The Mekons take a desert trip
The Mekons are no strangers to Situationist record making. On 2007’s Natural, the band unplugged to evoke an English countryside vibe. For their 2016 album Existential, they recorded their new material live onstage into a single microphone. Now Deserted finds the band experimenting with psychogeography, letting an unusual setting influence not only the songs but the very act of recording.
The Mekons trucked into the high desert of Joshua Tree with no completed material and the avowed intention of making a new album in three days. Aside from a few finishing touches added later, the mission was accomplished. Deserted is an album full of wide-open spaces where all manner of mavericks run free, from gunrunning poet Arthur Rimbaud (“Harar 1883”) to the seemingly delusional “Lawrence of California.”
Steve Goulding has spent the last three-and-a-half decades hitting things with wooden sticks for The Mekons. But even for him, this desert trip felt like a tumble into some uncharted territory.
What made the band decide to go into the desert with no finished songs to make an album?
We usually go into any given recording situation with only a skeletal idea of what the songs will be. We have a kind of basic concept for what we would like to happen. This time I think it was just because there was the opportunity, because Dave [Trumfio, Mekons bassist] had this part ownership in Gatos Trail recording studio with Daniel Joeright. And we had a gap of a couple of days between gigs, and so we kind of went for it. It’s like a marriage of convenience and necessity and cheapness.

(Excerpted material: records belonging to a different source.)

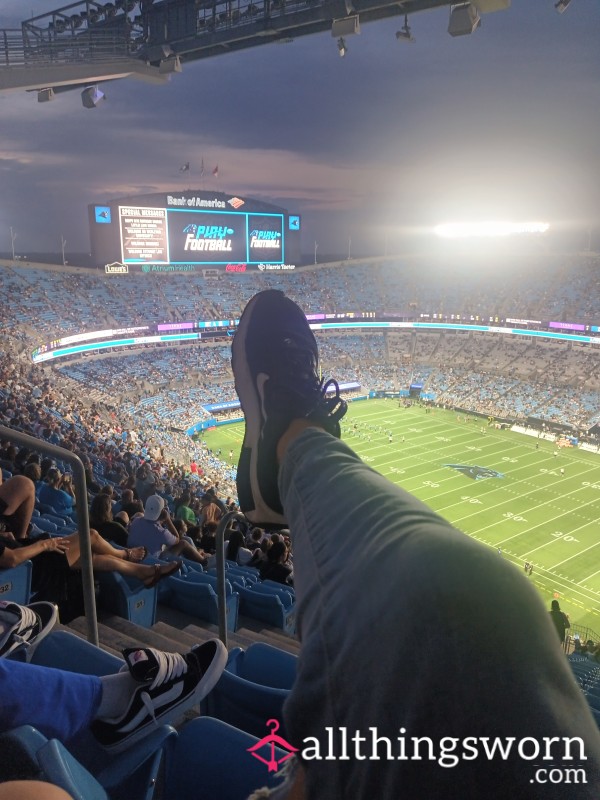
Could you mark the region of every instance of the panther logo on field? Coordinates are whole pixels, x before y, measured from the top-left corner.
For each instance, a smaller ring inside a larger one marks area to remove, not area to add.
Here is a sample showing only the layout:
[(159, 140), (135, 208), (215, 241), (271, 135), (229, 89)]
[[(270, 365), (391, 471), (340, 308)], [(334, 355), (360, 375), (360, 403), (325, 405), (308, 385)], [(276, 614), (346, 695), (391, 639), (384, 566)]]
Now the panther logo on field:
[(480, 481), (484, 478), (504, 477), (502, 472), (496, 472), (495, 469), (489, 469), (489, 467), (471, 466), (470, 464), (444, 464), (444, 466), (456, 469), (458, 472), (462, 472), (463, 475), (466, 475), (467, 478), (471, 478), (474, 481)]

When did the sessions take place?
It was two years ago. We were recording in the day and then we’d watch the debates with Donald Trump and Hillary Clinton, and sit yelling at the TV drunkenly. And then last year we did some more recording in Chicago and L.A.
How did you piece together the songs?
I think because we were already on tour we were already in that sort of playing mode, so that was quite good. And I think Jon and Tom had ideas for some of the songs already but then you’d sit around and, “What’s another word for German?” “I don’t know, Weimar.” “An old vending machine, what would you call that?” “Weimar vending machine.” [One of the album’s song titles] So it’s that kind of thing, everybody that’s got an idea can chip in.

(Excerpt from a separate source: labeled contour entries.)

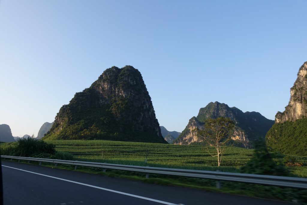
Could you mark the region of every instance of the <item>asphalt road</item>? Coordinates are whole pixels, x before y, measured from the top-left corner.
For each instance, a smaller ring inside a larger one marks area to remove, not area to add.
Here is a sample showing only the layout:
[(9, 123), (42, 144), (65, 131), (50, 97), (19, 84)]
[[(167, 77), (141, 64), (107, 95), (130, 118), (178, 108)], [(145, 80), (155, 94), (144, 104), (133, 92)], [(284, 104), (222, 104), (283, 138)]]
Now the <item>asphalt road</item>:
[(5, 205), (291, 204), (23, 163), (2, 162)]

Did some of the tunes come out of jamming?
We don’t really jam that much. We kind of plug away at something until it sounds good. With something like “In the Desert,” originally that was a lot faster, we eventually slowed it down, that wasn’t finished until last year. There wasn’t really a proper vocal line to it, and we started playing around and doing a minor-key vocal, like Skip James meets Robert Wyatt meets Tiny Tim. “Mirage” was more like a jam, I started playing some ridiculous snare drum roll instead of keeping a beat, and it just kind of worked out. Either it works or it doesn’t. With “Harar 1883,” we just kind of sat down and jammed that. That was not completely written at all. I think Tom had the idea for the vocal line, because that was what I was playing to on the drums.
Did you have any particular rhythmic approach in mind?
A lot of what I had in mind was a Can kind of feel. Much more like a linear kind of thing, more repetitive, like a weird, muted sort of clockwork feel. Some of them sound like that.
What do you feel you gained by recording out there?
If we had recorded it in Chicago I don’t think we would have made the same album at all. Because lyrically it’s much more affected by the desert and that very barren kind of landscape. It’s weird when you’re in the desert because you’re very constricted. You get up in the morning because it’s cool, and then when it’s like one or two in the afternoon it gets really fucking hot and nobody feels like doing anything, so everybody kind of drifts off. Then in the evening it gets a bit cooler and you start up again. Every day has its rhythm and you can’t really help but respond to that.
And of course there’s desert imagery in a bunch of the lyrics too.
We were in the desert and people are very easily suggestible. “I’ve written this song all about the desert, I don’t know why.” Because you’re in the fucking desert, you moron! [Laughs]
Who is Lawrence of California?
Some guy driving around in a crappy old van. Some completely delusional person. You can imagine somebody being like that. There’s probably quite a few people like that. [Sarcastically] We are all Lawrence of California! [Laughs] We wanted it to sound kind of Jean Genie-ish, like T. Rex doing R&B kind of thing.
There’s a very Gang of Four-like feel to “Mirage,” was that intentional?
It’s basically like a little sort of dig. “Okay, play guitar like [Go4 guitarist] Andy Gill!” [Imitates harsh clanking noise] It’s the sort of thing that would probably really irritate him. I think that’s probably why we did it [laughs].
What other memories do you have from your time in the desert?
It was very uncomfortable sleeping in that caravan [trailer] that’s on the front cover! I think I slept in it for one night, and there were coyotes howling through the window, and I was like, “Fuck this!” And I went and slept in the studio instead.